A l’issue de la prière, le muezzin se lance dans un prêche qui n’intéresse plus grand monde. Beaucoup désertent pour fumer une clope. D’autres restent assis mais lisent les pages sportives du quotidien local…

(Pour l’anecdote : pendant la prière, une sexagénaire s’est effondrée et a été évacuée. Portée à bout de bras par une dizaine d’hommes jusqu’à l’hôpital à quelques centaines de mètres, elle est décédée à son arrivée… )
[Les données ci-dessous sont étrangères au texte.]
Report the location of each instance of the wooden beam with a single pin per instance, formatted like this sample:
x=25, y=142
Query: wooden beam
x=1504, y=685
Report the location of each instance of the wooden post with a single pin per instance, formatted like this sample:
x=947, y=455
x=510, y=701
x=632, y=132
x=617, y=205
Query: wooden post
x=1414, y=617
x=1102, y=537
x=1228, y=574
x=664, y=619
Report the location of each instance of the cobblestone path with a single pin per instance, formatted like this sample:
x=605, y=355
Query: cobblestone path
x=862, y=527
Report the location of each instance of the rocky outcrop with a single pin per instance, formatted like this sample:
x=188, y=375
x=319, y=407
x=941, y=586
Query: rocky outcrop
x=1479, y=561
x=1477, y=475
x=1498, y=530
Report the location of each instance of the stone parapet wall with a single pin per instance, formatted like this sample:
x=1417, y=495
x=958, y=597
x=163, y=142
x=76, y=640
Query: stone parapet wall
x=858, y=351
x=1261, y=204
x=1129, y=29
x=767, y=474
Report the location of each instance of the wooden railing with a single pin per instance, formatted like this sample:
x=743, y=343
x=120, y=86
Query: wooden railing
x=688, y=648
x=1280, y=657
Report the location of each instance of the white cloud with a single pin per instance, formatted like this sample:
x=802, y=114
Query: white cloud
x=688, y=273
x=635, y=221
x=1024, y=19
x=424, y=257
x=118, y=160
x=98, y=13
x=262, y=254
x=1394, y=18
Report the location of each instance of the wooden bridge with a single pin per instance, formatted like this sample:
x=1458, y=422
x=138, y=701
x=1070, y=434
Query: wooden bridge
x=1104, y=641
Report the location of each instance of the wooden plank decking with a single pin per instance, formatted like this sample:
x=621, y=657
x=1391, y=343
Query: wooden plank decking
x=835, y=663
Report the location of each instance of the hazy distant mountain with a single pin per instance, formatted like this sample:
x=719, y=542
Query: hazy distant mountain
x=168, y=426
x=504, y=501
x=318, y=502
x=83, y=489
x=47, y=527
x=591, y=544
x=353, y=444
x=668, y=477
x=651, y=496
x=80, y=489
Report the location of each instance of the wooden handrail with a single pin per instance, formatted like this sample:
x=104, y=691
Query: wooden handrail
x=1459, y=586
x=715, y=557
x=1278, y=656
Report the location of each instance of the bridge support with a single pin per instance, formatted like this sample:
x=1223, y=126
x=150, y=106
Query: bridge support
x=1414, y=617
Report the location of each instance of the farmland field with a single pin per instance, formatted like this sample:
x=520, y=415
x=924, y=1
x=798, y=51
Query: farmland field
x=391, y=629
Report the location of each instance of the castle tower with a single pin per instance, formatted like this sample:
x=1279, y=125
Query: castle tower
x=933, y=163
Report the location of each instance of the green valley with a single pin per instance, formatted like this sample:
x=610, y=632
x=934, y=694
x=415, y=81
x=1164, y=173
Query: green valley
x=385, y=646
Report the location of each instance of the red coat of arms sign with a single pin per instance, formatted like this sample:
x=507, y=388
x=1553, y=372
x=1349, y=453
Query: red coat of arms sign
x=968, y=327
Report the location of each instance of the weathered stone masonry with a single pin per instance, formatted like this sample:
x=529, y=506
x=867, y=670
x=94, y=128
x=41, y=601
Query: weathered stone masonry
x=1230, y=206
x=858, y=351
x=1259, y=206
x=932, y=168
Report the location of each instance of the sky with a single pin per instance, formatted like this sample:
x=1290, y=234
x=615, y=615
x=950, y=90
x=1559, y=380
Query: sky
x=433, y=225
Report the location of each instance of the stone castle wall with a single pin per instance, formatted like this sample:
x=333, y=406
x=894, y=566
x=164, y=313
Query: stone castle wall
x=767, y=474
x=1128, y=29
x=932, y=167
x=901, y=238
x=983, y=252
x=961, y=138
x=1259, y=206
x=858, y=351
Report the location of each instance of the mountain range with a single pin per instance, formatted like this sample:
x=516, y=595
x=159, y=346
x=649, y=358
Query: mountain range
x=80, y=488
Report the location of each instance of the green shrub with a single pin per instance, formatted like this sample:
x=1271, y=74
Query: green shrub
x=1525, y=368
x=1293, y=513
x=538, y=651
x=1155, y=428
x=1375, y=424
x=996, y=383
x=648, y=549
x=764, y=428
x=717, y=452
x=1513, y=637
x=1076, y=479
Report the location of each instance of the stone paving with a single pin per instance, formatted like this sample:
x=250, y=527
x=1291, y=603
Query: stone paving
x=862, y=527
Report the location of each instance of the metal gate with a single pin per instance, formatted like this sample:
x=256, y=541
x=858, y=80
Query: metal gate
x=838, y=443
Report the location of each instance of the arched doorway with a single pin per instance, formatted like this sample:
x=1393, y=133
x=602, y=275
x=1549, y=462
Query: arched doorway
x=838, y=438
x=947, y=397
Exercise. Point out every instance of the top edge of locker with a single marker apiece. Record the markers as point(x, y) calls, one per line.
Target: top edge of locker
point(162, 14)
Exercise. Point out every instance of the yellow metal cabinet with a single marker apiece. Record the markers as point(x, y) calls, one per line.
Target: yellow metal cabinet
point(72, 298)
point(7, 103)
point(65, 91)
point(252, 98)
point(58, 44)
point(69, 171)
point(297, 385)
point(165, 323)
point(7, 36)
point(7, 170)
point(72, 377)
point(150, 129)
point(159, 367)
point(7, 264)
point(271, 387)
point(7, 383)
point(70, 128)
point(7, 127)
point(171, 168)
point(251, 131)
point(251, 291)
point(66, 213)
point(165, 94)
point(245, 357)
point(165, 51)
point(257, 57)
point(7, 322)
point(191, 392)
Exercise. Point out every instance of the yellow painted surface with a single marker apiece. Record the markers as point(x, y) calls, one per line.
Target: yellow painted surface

Alors que la foule se disperse, nous retrouvons Ibu Sirli (photo ci-dessus) qui nous dit nous avoir cherché afin que nous prions avec elle. Elle nous dit devoir filer car les premiers proches amis ne vont pas tarder à passer chez elle. C’est ainsi que se fête Idul Fitri. Le deuxième jour, la famille se réunit et est rejointe par les amis proches autour du partage de plats traditionnels. Le troisième jour, chacun visite ses amis plus éloignés. Sur le chemin de la maison de Sirli, nous sommes assaillis par les gens qui souhaitent nous prendre en photo. J’en profite pour en faire aussi quelques-unes entre deux sourires.

famille

Alors que Matthieu tombe amoureux des filles de Sirli, je découvre des saveurs nouvelles comme ce riz gluant mêlé à de la banane dont je ne me souviens plus le nom. Appelée par Sirli, nous rencontrons Mila, une jeune professeur d’anglais qui travaille aussi pour Sail Komodo 2013 : son job est d’accueillir les plaisanciers et enregistrer leurs demandes en eau etc. Elle nous explique qu’elle a passé une journée affreuse la veille car sur huit bateaux français, seul un membre d’équipage se débrouillait en anglais… Sacré frenchies ! Au fil de la discussion, Mila nous invite chez elle afin de nous présenter sa famille (ci-dessous avec sa mère). Ses parents sont adorables : simples, chaleureux, généreux et très heureux d’accueillir deux « boulés » chez eux. Nous retournerons les voir avant notre départ tellement nous avons été touchés par leur hospitalité.

mila

En ce jour de Idul Fitri, nous nous sommes sentis aussi privilégiés que deux indonésiens qui ne piperaient pas un mot de français, invités dans une famille versaillaise à la sortie de la messe de minuit, le jour de Noël (sauf que c’était plus rigolo).